Work outside or in a wet area, as this can get messy. Lay the old towel on a table, then lay out the bamboo blind, and on top of this the bubble wrap. The towel helps reduce the mess, the bamboo blind and the bubble wrap provide the friction to help the felting process. The bubble wrap also helps contain the warm water and keeps the felt damp. Lay the silk chiffon on the bubble wrap, use masking tape on the corners to keep chiffon flat. Remember to remove the masking tape before wetting the wool and chiffon.
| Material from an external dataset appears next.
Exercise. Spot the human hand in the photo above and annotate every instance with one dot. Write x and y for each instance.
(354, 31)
Then take the merino roving and separate roving into long, narrow pieces. Hold your hands fairly wide apart to draft merino into pieces, this makes it easier to separate. Lay the merino onto the chiffon in a pattern, as you wish. I used prefelts ( next tutorial will be prefelts) to make

gumnut blossoms. Take care to make sure the prefelts are different colours to the background or they will disappear into the background. Cover the entire project with the nylon material, being careful not to disturb the merino wool on the chiffon material. Then take the bottle of warm, soapy water and pour carefully all over the nylon material, in a grid pattern. Taking the plastic bag, put your hand inside and press firmly in the centre of the nylon. Then move your hand in small, firm everwidening circles, smoothing and wetting the entire project surface. This meshes the wool, and removes any air bubbles as well as helping to make the wool permeable to the water.

Continue meshing the wool using the plastic bag firmly, until all the material through to the bubble wrap is wet, not dripping, just wet. Add more soapy water as necessary.
Carefully lift the nylon to check the felting progress. Gently pinch up the merino wool if the fibres come loose then more felting is required. When felting is complete no fibres will come loose.
Once this happens then it is time for the next stage. Roll up the bamboo blind, without the towel, place elastic bands around the each end of the roll to hold it together. Then put both hands firmly on the roll and roll back and forward 400 times. Unroll the blind then roll from the opposite end and roll another 400 times.

Check the felting process, carefully unroll the blind, gently lift the nylon material with one hand and hold down the felt with the other hand, it may need separating from the nylon. If it is felted then the fibres will not be lifted when the material is pinched up. Look at the underneath of the chiffon some of the wool fibres should have migrated through to the underneath of the chiffon. If this hasn't happened then continue rolling and checking regularly, until it does. See the above photo of my felted gumnut. The prefelt has felted nicely to the background. Once you have finished felting the project needs to be "fulled". Carefully remove the felt material from the blind and nylon, fold it into a square pad. Put this in a plastic bag and tie closed. Then "throw" this on the bench, table or sink, approximately 50 times. This forces the fibres firmly into each other and strengthens the felt, it also closes the fibres around each other and the felt will shrink. It generally shrinks about a third. Then rinse the scarf in cool water and a tablespoon of white vinegar, to neutralise the soap. Once the soap is rinsed out, dry flat in the shade, do not wring or put in a washing machine. Gently reshape the scarf, pulling into shape.

There you are I think that is ok, I am too tired to proof read at this time. Mum, you read it and tell me what you think, if it needs fixing. I will post a photo soon of my completed scarf, it is just drying at the moment.